There are good men here, just as there are bad men. There are competent leaders and a bungler here and there. We have activists who risk their lives to confront a people with the challenge of freedom and a nation with its conscience. We have neutralists who cautiously seek to calm troubled waters. We have men about the work of reconciliation who are willing to reflect upon the cost and pay it. Perhaps at one time or another the two of us are all of these. Sometimes we take to the streets, sometimes we yawn through interminable meetings. Sometimes we talk with white men in their homes and offices, sometimes we sit out a murderous night with an alcoholic and his family because we love them and cannot stand apart. Sometimes we confront the posse, and sometimes we hold a child. Sometimes we stand with men who have learned to hate, and sometimes we must stand a little apart from them.

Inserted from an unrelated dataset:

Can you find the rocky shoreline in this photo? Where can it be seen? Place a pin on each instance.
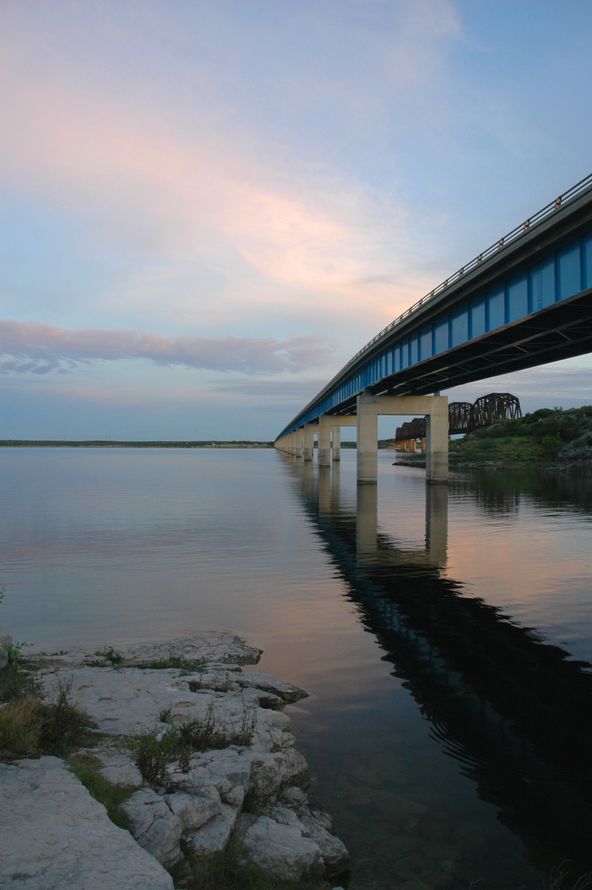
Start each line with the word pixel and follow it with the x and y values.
pixel 206 759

Our life in Selma is filled with ambiguity, and in that we share with men everywhere. We are beginning to see as we never saw before that we are truly in the world and yet ultimately not of it. For through the bramble bush of doubt and fear and supposed success we are groping our way to the realization that above all else, we are called to be saints. That is the mission of the Church everywhere. And in this, Selma, Alabama, is like all the world: it needs the life and witness of militant saints.
-Text taken from American Martyr: The Jon Daniels Story by William J Schneider, copyright 1992. All capitals and emphases are the original writer's own.
Jon Daniels, a 26-year old Episcopal seminary student and volunteer civil rights worker, was shot to death on 20th of August, 1965, about 3 months after the above journal essay was written. He was shot by a deputy sheriff in broad daylight as he approached a "cash store" in Haynesville, Alabama. The store was the only one in town that would occasionally serve African-Americans.
The shotgun blast was intended for a 16-year-old African-American girl in a racially charged incident. Jon pushed the girl to the ground, thus saving her life.
The deputy sheriff was later acquitted in a jury trial; the shooting was labelled accidental and the case was closed; no further arrests were ever made.
Let us pray:
O God of justice and compassion, you put down the proud and mighty from their place, and lift up the poor and the afflicted: we give you thanks for your faithful witness Jonathan Myrick Daniels, who, in the midst of injustice and violence, risked and gave his life for another; and we pray that we, following his example, may make no peace with oppression; through Jesus Christ the just one, who lives and reigns with you and the Holy Spirit, one God, for ever and ever. Amen.